Bedford Stuyvesant celebrated Juneteenth with a street co-naming ceremony on the corner of Greene and Marcy avenues for Max Roach, one of the most influential jazz drummers and composers of all time.
Friends and elected officials joined the Roach family for the unveiling of the “Max Roach Way,” which honors not only Roach’s musical legacy but also his role as a Civil Rights activist. The festivities were part of several nationwide events commemorating the centennial year of Max Roach, whose career spanned seven decades.
Roach was born in the South, and his family moved to Bedford-Stuyvesant when he was four. After graduating from the Boys High School in Brooklyn, Roach became the house drummer at Monroe’s Uptown House, where he played alongside bebop greats like Charlie Parker and Dizzy Gillespie. Roach recorded with Miles Davis and released his first solo work in 1953. The Grammy Hall of Famer, whose career spanned seven decades, was the first jazz musician to be honored with a MacArthur fellowship, the “Genius Grant.” Roach recorded his final album in 2002 and passed away on Aug. 16, 2007, at 83.
Council Member Chi Ossé, the master of ceremonies, proclaimed that while he was always proud to walk down Greene Avenue, he’d be even prouder now looking up at the street sign, knowing that he was walking in the footsteps of a giant.
“In a career that spans many decades and touched countless lives, Max Roach set himself apart as one of Brooklyn’s greats,” Ossé said. “Our community, our culture, our city, and our music all wear his mark and carry his legacy.”
Ossé described Roach as “unequivocally pro-black.”
“We are dedicating the street to an artist who mastered his genre and advanced it, who dove into others and advanced them too, who composed ballads of freedom and triumphs of love, and who never forgot his roots and always came back home again,” Ossé said.

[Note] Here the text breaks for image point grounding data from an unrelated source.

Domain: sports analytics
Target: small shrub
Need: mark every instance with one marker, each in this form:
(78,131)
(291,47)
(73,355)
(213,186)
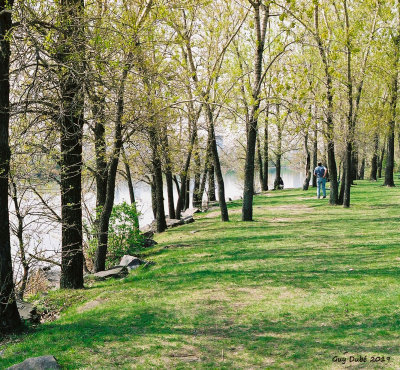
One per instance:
(123,235)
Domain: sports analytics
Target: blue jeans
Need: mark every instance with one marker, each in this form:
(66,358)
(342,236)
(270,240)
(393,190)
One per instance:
(321,183)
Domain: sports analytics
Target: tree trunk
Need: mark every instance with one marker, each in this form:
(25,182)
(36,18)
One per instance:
(266,155)
(153,197)
(342,185)
(306,183)
(260,164)
(9,316)
(129,179)
(170,193)
(389,180)
(187,193)
(217,165)
(349,165)
(168,177)
(374,160)
(278,150)
(380,160)
(100,152)
(248,192)
(332,170)
(104,220)
(197,179)
(160,215)
(354,163)
(361,174)
(20,237)
(176,182)
(203,182)
(72,101)
(211,184)
(315,153)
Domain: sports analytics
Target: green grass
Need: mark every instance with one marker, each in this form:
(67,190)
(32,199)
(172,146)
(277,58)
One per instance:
(301,284)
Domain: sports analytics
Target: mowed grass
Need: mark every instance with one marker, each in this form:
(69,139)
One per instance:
(301,284)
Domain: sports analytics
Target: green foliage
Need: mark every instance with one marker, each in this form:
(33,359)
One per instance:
(303,283)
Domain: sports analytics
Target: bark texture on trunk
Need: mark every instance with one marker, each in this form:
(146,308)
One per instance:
(168,176)
(266,154)
(349,165)
(72,100)
(260,28)
(361,174)
(306,183)
(161,224)
(374,160)
(260,162)
(104,219)
(217,165)
(389,180)
(381,158)
(9,316)
(315,153)
(332,169)
(197,178)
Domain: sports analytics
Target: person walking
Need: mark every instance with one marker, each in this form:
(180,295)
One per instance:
(321,173)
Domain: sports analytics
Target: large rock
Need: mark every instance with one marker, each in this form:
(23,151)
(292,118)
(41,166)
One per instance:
(37,363)
(27,311)
(149,243)
(172,222)
(188,220)
(190,212)
(131,262)
(115,272)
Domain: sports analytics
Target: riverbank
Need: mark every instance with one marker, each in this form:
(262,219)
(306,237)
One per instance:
(303,283)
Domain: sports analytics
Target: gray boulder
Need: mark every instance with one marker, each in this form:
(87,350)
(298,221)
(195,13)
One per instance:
(27,311)
(188,220)
(131,262)
(115,272)
(149,243)
(190,212)
(37,363)
(171,222)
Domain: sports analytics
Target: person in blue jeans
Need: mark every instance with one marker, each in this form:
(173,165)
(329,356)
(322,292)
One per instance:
(321,172)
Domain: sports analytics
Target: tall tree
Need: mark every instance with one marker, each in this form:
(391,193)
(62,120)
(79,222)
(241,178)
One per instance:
(71,54)
(393,90)
(261,16)
(9,316)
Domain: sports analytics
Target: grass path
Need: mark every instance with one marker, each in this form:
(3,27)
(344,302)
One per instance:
(301,284)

Maxine Roach, who played alongside her dad in the Uptown String Quartet, described her dad as an “exquisite” musician and shared that Roach was well-versed in all genres of music.
“I’m just so blessed to be able to have played with him,” Maxine Roach said. “I know he’s looking down right now. And he’s very proud that his family’s here. He’s enjoying this as well.”
Assembly Member Stefani L. Zinerman greeted the crowd with “Happy Freedom Day.” Zinerman thanked the Roach family for keeping their father’s legacy alive.
“So many other artists, their talents, and their contributions have to be unearthed because no one told the story moving forward,” Zinerman said. “So thank you for doing that. Thank you for allowing us to celebrate him today.”
Drummer Nasheet Waits was one of Roach’s proteges, and shared that Roach taught him to find his identity.
“[Roach] would say, ‘Well, if you want to do this.’ And then, he would give me a demonstration of a drummer from this neighborhood that I had never heard of. And he said, ‘But that’s not what you want to do. What you want to do is be yourself,'” Waits said.
Jazz drummer and percussionist Warren Smith was a founding member of the Max Roach percussion ensemble M’Boom. Smith recalled that when on tour, Roach would ensure that the hotel accommodations for his band members were up to standard.
“There were six or seven of us, and we would check into a hotel, and before Max unpacked his bag, he would go around to each of our rooms and make sure that the accommodations met his satisfaction,” Smith shared. “What impressed me was that he was much more interested in the men that he was responsible for and how we were taking care of than he was in himself. His attitude towards humanity probably taught me more than even listening to him play music.”
Emmy-award-winning journalist Janus Adams said it was fitting that the street co-naming ceremony for Roach was held on Juneteenth.
“When we talk about Max, we are talking about a man [who] not only was conscious of the shoulders on which he stood but of the lives he carried on his own shoulders, everywhere he went,” Janus said. “What we have to also understand is that what Juneteenth represents is the 100 million lives seized and stolen, and forced into being strained for enslavement in the Americas for the slavocracy of America.”
Mayor Eric Adams called Roach a “physician” because drums had the ability to heal.
“With all of the hate that we feel, it disconnects us, and drums have the ability to reconnect us,” Adams said. “And each time he played, each time we heard the beat, it allows us an opportunity of that reconnection that we need.”
Adams hoped that the street sign would inspire generations to come.
“Hopefully, every time a child walks down the block, they will look up, and they will see the name Max Roach and what it means [and] it will become inspiring to others as we reconnect ourselves from the pervasive hate that we see all the time,” Adams said.